使用PHP禁用API URL中的机器人

I know I can disallow robots using robots.txt but few search engines does not follow this. Hence I have a API where my users sends transactional info to insert/update/delete etc., using my API Request Parameters. But when I look at my logs, huge hits have been made to my .php page, Hence I google to use it in my php API page and found nothing.

Hence I landed on SO to get help from experts, is there any way I can block/disallow SE robots to access my base API URL?
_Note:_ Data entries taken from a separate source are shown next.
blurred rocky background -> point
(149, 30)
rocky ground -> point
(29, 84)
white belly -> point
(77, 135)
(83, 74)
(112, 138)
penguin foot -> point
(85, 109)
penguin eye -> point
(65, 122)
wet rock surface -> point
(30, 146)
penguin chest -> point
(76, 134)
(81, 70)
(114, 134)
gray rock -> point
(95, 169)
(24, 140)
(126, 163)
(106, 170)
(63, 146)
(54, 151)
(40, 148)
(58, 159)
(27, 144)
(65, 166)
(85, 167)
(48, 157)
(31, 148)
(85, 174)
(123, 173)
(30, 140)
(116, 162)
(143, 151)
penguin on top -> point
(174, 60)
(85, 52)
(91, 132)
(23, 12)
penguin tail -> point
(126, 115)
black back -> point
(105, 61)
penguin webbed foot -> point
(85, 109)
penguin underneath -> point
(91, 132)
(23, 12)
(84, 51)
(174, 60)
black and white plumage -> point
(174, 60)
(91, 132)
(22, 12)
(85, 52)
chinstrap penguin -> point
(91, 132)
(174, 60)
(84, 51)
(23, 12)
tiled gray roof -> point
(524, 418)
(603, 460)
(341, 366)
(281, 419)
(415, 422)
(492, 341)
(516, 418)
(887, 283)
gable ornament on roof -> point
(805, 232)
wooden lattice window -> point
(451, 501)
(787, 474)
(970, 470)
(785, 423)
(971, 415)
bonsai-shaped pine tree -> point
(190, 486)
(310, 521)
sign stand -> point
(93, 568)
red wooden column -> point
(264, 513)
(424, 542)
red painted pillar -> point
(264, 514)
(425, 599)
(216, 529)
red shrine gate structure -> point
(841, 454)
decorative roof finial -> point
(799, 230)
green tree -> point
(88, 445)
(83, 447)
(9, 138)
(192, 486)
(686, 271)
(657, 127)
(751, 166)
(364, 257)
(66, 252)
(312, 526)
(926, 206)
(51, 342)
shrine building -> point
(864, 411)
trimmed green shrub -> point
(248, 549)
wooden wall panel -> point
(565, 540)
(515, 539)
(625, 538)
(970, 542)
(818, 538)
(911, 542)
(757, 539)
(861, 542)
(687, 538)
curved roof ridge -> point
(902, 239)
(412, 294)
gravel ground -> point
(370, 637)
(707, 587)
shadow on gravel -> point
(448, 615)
The main approaches that I know of for dealing with bots that are ignoring robots.txt are to either:

  1. Blacklist them via your firewall or server
  2. Only allow whitelisted users to access your API

However, you should ask yourself whether they're having any impact on your website. If they're not spamming you with requests (which would be a DDoS attack) then you can probably safely ignore them and filter them out of your logs if you need to analyse real traffic.

If you're running a service that people use and you don't want it to be wide open to spam then here's a few more options on how to limit usage:

  1. Restrict access to your API just to your users by assigning them an API token
  2. Rate limit your API (either via the server and/or via your application)
  3. Read the User Agent (UA) of your visitors, a lot of bots will mention they're bots or have fake UAs, the malicious ones will pretend to be users
  4. Implement more advanced measures such as limiting access to a region if a lot of requests suddenly come from there in a short period of time
  5. Use DDoS protection services such as CloudFlare

There's no perfect solution and each option involves trade-offs. If you're worried about DDoS then you could start by looking into your server's capabilities, for example here's an introduction into how NGINX can control traffic: https://www.nginx.com/blog/rate-limiting-nginx/

In a nutshell, any IP hitting your site can be a bot so you should defend by imposing limits and analysing behaviour, since there's no way to know for sure who is a malicious visitor and who isn't until they start using your service.